The benefits were immediate. Coach’s one-piece system produced a quieter ride and reduced leaks, which can be a big problem in RVs. Water intrusion leads to interior damage and rotting plywood, which can compromise the electrical system and cause laminate to peel off walls and cabinets.

The molds are expensive. Each one is specific to the make and model of the van chassis that the RV conversion is mounted on. “If we design a mold to fit on a Ford chassis, it only fits on a current Ford chassis,” says Steve. “If Ford decides to modify the cab, we have to modify our molds.” Besides the one-piece fiberglass design, Coach House found more inspiration in the marine industry than in the highly competitive, price-based RV industry.

“We visit a lot of the marine shows and conventions and pick up a lot of cool ideas,” Steve says. “Marine industry interiors far exceed what the RV industry does.”

Coach House’s use of upgraded interior building materials such as high-grade, low-emission plywood and Corian are selling points, as are its heavy-duty hydraulic-powered leveling systems and slideouts that expand the living space.

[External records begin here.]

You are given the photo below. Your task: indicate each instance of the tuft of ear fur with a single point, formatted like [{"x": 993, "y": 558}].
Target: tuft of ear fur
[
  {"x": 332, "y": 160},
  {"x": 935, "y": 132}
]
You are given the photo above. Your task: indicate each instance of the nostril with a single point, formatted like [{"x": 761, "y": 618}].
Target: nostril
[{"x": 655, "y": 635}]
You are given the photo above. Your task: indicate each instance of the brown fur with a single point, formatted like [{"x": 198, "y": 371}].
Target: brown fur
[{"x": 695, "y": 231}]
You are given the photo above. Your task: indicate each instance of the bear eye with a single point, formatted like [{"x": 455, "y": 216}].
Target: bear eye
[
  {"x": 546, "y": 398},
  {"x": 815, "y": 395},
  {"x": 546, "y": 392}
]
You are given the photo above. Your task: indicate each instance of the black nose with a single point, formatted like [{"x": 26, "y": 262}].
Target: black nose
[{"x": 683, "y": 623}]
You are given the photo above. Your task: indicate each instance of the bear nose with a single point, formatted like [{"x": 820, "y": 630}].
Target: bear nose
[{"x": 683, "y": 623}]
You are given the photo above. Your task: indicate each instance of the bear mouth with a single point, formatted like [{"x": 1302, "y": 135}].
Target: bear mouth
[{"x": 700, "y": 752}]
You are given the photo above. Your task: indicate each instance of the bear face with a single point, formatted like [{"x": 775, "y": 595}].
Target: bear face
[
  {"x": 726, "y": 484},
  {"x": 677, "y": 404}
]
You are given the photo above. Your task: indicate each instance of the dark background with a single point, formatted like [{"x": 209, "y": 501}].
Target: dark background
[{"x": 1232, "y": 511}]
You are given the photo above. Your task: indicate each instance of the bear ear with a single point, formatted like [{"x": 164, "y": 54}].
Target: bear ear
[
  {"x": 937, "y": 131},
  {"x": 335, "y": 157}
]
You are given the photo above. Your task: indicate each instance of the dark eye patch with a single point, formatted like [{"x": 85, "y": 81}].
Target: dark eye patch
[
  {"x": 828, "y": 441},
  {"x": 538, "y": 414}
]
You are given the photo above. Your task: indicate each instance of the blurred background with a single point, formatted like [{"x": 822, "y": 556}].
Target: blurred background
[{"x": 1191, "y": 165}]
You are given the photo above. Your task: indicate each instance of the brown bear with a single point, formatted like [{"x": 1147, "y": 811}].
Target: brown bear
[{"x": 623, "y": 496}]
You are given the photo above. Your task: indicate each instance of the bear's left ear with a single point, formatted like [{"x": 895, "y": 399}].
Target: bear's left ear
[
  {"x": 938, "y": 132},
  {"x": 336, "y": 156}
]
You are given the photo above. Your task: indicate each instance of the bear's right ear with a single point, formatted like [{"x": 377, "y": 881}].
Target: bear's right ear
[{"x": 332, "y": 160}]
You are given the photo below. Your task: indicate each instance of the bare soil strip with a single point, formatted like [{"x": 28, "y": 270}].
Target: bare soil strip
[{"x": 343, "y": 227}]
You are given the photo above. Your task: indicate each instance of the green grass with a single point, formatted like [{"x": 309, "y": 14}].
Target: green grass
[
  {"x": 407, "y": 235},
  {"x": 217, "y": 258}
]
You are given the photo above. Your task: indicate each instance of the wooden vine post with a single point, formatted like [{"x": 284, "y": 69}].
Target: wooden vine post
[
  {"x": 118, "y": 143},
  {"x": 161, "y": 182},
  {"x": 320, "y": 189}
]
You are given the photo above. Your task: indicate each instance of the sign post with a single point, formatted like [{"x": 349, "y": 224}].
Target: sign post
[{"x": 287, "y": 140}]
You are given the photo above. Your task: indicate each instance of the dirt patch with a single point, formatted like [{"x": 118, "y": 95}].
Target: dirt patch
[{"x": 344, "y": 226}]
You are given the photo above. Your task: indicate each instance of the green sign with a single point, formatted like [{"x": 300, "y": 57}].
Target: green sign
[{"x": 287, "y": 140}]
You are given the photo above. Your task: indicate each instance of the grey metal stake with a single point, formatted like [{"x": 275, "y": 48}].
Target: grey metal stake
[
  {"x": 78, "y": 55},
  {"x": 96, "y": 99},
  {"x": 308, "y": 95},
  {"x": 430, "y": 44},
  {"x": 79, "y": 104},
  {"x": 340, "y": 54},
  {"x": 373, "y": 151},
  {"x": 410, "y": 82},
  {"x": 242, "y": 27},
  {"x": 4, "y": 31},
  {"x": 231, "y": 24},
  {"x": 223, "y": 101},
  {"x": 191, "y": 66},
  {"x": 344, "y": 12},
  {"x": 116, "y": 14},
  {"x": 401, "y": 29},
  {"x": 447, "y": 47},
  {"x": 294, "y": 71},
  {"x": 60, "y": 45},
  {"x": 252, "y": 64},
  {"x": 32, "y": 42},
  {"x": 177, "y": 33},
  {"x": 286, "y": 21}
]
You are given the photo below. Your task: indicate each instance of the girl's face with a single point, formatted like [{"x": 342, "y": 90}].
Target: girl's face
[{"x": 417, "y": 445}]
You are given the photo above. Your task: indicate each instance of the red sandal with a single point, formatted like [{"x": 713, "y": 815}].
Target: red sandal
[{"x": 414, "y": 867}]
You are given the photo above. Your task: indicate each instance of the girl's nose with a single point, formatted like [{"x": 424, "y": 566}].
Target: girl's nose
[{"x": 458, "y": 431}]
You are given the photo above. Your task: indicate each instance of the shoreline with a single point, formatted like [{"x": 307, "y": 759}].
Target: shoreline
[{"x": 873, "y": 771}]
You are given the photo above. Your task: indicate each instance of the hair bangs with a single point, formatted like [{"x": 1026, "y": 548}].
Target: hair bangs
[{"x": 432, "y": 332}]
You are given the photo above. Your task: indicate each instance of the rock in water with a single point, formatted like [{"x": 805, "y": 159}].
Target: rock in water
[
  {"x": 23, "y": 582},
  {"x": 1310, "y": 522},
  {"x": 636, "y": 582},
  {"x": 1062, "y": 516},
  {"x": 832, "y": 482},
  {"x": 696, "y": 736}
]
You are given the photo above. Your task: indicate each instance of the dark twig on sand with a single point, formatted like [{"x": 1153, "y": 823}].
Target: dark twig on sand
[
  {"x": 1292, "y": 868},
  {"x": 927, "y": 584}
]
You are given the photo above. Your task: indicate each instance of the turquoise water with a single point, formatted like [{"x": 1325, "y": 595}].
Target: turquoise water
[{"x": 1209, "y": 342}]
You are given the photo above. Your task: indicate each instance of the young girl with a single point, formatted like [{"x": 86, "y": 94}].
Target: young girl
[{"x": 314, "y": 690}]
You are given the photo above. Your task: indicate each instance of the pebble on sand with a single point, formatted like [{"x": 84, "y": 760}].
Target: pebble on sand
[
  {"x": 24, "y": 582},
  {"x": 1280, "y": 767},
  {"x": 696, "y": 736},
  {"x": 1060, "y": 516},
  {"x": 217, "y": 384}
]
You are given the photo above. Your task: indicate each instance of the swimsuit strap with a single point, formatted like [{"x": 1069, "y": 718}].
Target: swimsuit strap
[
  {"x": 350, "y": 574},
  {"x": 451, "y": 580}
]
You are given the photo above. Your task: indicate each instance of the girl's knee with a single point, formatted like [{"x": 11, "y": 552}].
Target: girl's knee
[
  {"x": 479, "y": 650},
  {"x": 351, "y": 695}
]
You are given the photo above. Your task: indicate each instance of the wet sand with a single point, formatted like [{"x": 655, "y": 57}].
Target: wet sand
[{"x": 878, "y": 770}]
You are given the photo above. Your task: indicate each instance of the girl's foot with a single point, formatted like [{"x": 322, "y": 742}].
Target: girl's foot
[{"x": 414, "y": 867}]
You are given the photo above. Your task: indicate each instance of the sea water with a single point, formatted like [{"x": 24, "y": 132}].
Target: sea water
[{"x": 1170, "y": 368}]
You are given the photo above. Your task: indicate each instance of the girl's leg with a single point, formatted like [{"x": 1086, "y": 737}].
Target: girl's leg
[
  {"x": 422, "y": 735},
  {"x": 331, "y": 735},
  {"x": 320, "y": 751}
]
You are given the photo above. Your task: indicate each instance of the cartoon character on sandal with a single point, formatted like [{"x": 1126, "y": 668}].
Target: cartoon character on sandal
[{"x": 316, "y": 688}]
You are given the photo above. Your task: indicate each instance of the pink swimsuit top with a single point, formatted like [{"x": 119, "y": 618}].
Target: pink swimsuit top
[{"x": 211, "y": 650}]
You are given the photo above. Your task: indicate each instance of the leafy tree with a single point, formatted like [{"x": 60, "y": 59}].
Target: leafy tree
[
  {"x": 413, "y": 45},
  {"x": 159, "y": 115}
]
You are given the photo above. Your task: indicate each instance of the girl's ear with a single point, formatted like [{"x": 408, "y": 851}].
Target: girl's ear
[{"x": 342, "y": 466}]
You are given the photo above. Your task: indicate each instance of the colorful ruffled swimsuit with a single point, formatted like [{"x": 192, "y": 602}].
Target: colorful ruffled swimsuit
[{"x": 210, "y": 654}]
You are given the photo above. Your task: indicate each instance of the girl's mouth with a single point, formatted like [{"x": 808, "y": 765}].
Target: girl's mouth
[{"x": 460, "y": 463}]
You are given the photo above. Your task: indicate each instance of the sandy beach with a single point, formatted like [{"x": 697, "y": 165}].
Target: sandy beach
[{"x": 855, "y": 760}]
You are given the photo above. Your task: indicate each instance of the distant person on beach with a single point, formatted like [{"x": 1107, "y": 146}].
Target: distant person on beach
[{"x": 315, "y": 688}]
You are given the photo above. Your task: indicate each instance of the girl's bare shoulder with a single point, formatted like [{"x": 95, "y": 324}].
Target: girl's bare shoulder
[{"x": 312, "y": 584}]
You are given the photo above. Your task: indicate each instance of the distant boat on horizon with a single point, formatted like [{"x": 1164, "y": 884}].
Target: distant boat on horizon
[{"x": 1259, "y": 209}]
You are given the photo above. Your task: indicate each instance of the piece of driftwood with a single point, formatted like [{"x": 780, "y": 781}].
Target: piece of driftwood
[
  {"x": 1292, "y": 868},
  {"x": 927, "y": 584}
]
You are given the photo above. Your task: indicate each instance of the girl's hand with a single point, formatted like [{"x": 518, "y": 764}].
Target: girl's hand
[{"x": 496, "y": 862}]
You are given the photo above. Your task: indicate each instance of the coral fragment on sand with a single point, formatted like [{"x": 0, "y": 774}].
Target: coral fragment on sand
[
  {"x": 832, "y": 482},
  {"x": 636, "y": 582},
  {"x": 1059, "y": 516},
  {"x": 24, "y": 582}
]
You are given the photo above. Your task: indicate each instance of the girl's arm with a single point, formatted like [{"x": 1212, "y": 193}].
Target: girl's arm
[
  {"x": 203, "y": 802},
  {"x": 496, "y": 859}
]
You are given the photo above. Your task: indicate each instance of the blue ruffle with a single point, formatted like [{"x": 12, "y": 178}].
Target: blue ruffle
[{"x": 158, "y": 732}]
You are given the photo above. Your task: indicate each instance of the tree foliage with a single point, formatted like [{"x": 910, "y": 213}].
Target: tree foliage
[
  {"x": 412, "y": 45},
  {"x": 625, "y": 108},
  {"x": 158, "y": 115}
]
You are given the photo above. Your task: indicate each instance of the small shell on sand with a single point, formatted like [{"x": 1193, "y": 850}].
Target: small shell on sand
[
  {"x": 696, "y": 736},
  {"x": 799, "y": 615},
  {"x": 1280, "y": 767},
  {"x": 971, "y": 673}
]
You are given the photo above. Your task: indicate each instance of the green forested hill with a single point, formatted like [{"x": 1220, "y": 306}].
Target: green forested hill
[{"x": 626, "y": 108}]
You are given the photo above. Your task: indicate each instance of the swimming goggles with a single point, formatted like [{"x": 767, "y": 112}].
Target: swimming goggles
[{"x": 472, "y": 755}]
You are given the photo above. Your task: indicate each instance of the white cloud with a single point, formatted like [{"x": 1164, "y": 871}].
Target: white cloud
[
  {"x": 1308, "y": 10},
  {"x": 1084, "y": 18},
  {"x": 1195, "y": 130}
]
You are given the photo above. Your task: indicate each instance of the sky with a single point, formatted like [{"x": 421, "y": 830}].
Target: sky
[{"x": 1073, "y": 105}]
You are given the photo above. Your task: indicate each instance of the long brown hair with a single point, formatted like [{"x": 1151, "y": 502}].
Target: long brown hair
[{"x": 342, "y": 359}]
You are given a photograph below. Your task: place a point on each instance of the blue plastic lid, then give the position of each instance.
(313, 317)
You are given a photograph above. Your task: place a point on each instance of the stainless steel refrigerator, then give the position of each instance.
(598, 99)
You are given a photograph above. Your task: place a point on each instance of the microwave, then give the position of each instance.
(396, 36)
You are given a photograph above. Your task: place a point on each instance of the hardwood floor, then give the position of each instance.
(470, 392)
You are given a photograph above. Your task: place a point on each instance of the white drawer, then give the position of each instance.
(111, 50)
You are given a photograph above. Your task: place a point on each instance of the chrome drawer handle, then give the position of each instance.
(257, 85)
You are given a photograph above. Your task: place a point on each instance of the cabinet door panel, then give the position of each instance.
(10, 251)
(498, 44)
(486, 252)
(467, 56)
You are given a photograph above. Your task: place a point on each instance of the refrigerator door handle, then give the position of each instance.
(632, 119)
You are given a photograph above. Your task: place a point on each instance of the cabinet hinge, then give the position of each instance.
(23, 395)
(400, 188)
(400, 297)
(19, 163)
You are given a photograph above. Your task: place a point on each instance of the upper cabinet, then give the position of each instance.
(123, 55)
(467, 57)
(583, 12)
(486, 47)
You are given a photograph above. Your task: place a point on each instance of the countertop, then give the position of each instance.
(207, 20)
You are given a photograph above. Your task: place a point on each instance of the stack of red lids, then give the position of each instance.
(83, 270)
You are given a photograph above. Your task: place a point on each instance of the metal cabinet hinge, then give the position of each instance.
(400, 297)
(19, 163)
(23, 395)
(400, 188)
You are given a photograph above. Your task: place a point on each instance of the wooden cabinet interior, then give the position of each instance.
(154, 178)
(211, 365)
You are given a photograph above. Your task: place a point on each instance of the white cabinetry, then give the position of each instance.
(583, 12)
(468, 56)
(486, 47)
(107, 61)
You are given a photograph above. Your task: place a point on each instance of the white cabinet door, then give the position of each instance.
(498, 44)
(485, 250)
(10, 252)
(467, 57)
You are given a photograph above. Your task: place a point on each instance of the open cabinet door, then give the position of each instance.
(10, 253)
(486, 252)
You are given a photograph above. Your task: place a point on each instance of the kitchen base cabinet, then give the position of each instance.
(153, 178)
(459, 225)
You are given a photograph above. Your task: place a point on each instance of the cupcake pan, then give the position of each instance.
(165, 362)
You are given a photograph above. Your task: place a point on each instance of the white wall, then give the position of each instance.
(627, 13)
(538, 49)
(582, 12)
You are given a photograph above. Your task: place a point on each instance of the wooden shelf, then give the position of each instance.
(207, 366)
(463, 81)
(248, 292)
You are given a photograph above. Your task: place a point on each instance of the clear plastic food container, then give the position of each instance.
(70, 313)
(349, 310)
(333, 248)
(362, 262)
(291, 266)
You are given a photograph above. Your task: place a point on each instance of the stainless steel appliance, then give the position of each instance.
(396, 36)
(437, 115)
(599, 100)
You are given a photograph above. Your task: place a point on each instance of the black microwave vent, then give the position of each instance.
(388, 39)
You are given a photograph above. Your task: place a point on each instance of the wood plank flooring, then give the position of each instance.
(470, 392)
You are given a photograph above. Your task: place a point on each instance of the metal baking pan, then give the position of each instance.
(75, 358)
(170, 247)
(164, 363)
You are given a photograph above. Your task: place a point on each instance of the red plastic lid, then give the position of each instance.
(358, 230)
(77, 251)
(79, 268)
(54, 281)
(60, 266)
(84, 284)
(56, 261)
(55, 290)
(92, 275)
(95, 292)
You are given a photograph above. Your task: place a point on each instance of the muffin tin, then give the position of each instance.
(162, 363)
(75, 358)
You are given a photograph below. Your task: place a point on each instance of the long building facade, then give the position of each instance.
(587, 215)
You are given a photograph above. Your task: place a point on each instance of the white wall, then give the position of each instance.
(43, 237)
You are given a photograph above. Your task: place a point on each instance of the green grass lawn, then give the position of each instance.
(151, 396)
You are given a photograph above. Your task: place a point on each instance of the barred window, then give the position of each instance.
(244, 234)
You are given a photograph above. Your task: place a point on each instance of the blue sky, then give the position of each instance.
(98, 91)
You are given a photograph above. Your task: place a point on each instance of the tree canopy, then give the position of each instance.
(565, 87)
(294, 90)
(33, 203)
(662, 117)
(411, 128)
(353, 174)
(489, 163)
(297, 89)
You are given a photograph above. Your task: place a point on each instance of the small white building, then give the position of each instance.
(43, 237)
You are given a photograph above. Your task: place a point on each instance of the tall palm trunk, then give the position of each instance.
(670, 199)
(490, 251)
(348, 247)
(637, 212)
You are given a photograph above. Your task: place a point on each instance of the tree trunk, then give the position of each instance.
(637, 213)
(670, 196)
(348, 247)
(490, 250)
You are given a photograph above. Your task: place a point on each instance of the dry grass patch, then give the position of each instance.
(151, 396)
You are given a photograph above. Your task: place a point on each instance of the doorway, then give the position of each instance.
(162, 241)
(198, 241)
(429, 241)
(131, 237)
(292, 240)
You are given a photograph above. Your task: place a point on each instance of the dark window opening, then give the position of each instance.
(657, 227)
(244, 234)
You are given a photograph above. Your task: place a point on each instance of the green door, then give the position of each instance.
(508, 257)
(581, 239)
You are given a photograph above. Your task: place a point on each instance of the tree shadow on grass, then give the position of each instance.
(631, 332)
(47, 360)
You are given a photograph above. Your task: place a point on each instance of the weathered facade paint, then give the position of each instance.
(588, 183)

Customers buy direct from the factory, choosing from several floor plans for the motorhome’s interior. Coach House reps also go to Florida RV shows and one in Hershey, Pennsylvania, to market their models. They’ve also worked to keep employee turnover low, with the average length of service at the factory 14 years.

On one recent day, three workers clad in protective gear were hand-rolling fiberglass coating in an upside-down mold. Freshly painted RVs were drying in an adjacent, dust-free bay. In another part of the factory, workers custom fabricated cabinets and countertops and sewed upholstery.

Workers are paid by the hour and receive quarterly bonuses based on 10 percent of the company’s net profits. And because the cost of warranty repairs comes out of net income, workers are motivated to focus on quality construction.

Once a month, the Gerzenys provide lunch for all the employees. They’ve also closed the plant down to take everyone to a Tampa Bay Rays spring training game.

And after four decades, Coach Homes is staying in the family. Ruben, 82, still checks in regularly at the factory. Steve and David help out on the floor when needed. David’s son Zach serves as production manager. Steve has a son in college who intends to join Coach House when he graduates.

It’s tough to keep a business growing through the third generation, but the Gerzenys have survived the RV industry’s cycles. Steve says his father mentored his sons equally.

“He’s kept us together,” Steve says of his father. “He taught us a long time ago not to keep score. My mom [Beverly] is the glue. We’re all in this together.”